BCP brilha na bolsa de Lisboa, que acompanha otimismo europeu

As bolsas europeias fecharam em alta puxada por quatro motores: Banca, automóveis, recursos naturais e o setor químico. O BCP lidera subidas do PSI 20.

O otimismo nas praças europeias manteve-se na sessão desta quarta-feira, visível na subida das ações das empresas dos setor da banca e do setor automóvel.

“O cenário de potencial fusão entre o Deutsche Bank e o Commerzbank está a ganhar força entre os analistas, desta feita com os comentários do RBC”, diz o analista do Millennium BCP Investimento.

Por cá o BCP foi a estrela da sessão ao subir  1,60% para 0,2534 euros. A Navigator foi a segunda que mais subiu (+1,16% para 4,360 euros). A Jerónimo Martins foi a senhora que se seguiu ao subir 1,08% para 13,150 euros.

De resto houve sete ações que fecharam em terreno negativo no PSI 20. A Altri desceu -1,07% para 8,3 euros; a REN caiu -0,98% para 2,432 euros; e a Galp deslizou -0,46% para 16,255 euros.

O analista do Millennium BCP Investimento, Ramiro Loureiro diz que a Galp foi castigada por uma recomendação de venda (pelo Deutsche Bank) e contrariou a valorização dos preços do petróleo que se registava nos mercados internacionais. “Pelas 16h35m a cotação do barril de crude subia 1,3%, após revelação de uma queda inesperada nas reservas de gasolina nos EUA durante a semana passada”, diz a a nota de research.

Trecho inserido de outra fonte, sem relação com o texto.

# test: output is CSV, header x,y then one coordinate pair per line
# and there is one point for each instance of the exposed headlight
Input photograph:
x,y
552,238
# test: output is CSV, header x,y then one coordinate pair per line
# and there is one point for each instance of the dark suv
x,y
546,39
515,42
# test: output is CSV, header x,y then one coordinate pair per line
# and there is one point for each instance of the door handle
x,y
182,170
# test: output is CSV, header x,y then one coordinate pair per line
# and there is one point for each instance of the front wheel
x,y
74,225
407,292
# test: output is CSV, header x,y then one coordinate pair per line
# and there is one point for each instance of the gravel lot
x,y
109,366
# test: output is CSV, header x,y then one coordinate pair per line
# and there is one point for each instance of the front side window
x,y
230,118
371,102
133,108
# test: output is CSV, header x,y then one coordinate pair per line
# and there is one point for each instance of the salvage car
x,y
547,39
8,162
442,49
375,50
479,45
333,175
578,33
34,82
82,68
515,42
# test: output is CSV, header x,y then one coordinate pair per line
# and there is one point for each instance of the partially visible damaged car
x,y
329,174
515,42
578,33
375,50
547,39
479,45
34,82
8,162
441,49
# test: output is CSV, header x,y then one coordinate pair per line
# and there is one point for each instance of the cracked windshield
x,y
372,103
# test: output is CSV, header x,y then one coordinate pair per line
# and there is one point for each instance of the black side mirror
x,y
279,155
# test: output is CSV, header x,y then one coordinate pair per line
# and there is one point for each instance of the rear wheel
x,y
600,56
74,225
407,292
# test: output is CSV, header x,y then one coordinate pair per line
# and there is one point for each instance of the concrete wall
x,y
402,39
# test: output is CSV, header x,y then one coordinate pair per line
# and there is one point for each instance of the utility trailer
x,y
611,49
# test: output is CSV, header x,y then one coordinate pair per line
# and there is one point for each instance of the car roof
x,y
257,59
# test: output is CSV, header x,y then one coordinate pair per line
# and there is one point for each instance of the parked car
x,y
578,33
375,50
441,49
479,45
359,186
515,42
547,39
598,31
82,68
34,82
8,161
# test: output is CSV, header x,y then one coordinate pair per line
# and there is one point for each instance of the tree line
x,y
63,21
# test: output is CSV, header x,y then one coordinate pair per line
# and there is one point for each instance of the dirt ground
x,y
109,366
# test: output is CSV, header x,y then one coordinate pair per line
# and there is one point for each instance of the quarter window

Em Portugal a Sonae anunciou que vai mesmo avançar para o IPO do retalho alimentar ainda este ano. A retalhista tinha ontem disparado mais de 4%, mas após a comunicação acabou a subir ligeiramente (0,74% para 0,959 euros), até porque não foi revelado o preço de colocação.

Foi também notícia que a EDPR estabeleceu novo acordo de tax equity nos EUA. As ações subiram 0,35% para 8,490 euros. Isto ao contrário da EDP que continua a esfriar apesar da OPA. Desceu -0,31% para 3,24 euros.

O PSI 20 subiu 0,22% para 5.373 pontos, em linha com a Europa. O índice EuroStoxx 50 subiu 0,30% para 3.368,6 pontos.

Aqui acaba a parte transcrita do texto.